When colonial governments made public education free and mandatory to the population at large, it was not because they had the welfare of colonial subjects at heart, but rather because the level of technological development in sugar production - and other areas - meant that brutalized and illiterate workers (e.g., former slaves) could no longer enable the British to compete effectively on the market with those whose sugar was being produced by more educated and disciplined wage workers, who could calculate temperature in degrees, crystallization by weight, chemical alkalization, and the operation of advanced physical apparatuses in the boiler houses etc. Slaves were deliberately kept illiterate (it was even illegal to teach them to read and write) so the transition from slave labour to wage labour meant that a new regime of worker was needed, and those who chose to stick with slave labour were soon beaten out of the market.

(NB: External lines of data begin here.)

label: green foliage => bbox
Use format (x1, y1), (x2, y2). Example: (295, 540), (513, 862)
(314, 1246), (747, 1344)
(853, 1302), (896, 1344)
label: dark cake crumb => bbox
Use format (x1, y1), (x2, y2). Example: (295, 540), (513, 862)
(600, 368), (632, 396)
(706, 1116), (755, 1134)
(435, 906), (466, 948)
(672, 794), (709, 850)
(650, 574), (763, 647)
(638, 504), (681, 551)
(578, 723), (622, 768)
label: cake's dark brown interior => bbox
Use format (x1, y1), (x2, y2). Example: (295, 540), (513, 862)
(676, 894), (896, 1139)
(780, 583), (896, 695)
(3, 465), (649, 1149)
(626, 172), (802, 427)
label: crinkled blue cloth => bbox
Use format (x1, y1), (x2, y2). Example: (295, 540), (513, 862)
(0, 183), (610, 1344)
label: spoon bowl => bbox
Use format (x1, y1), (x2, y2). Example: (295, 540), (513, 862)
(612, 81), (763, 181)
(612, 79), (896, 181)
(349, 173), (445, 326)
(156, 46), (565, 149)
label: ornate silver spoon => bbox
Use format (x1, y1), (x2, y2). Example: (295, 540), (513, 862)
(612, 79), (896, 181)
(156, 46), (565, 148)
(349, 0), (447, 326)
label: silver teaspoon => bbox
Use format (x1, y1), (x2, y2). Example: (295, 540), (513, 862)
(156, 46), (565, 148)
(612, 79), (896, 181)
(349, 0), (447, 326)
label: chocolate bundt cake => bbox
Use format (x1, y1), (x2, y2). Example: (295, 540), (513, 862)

There is a lesson here for our West Indies cricket and it is one that Dr Hilaire hinted at. Of course we all remember the jokes we made about some of our past cricketers whose academic exploits were not the greatest, but who went on to define the commanding heights of the way the game was played; but those days are gone. Tactics, techniques, strategy, cunning and so on, are all part of today’s game and they inform managers, coaches, captains, vice captains and players. Those who think they can compete successfully without these are sadly mistaken. Cricket is more than a game, it is a way of life. For West Indians it is also played off the field and deals with such social and cultural phenomena as race, slavery, indentureship, empire, freedom, independence and sovereignty. What do today’s highly paid players know of this?
When Dr. Hilaire made reference to the lack of education among our young players he was indicting the wider society where education has come to take a back seat to making money by any means possible. That wider society is the product of globalization and Americanization that has seen the glory of a five day test match reduced to the 50-over games and now Twenty-20 encounters. In the process major thinking skills are lost and techniques are redefined as “vooping” has come to replace batting. Where did this come from? The Americanization of the game: quick, flashy, hard-hitting, big money, corporate endorsements, TV rights, clear winners and losers. The days when Lance Gibbs could bowl five straight maiden overs to Colin Cowdrey and be regarded as high cricket drama are long gone and we are all poorer for it.
Dr. Hilaire’s intervention reminded me of the calypso “Little Black Boy,” where Gypsy was pointing out the same problems and issues with our youth and for which he was roundly assailed for ‘picking on the little black boy.’ Like Gypsy, Ernest Hilaire was a whistle blower, and as we know, they are not always appreciated.
* Professor Allahar studies the economic and political sociology of the Caribbean, with particular emphasis on ideology, ethnicity, class and nationalism.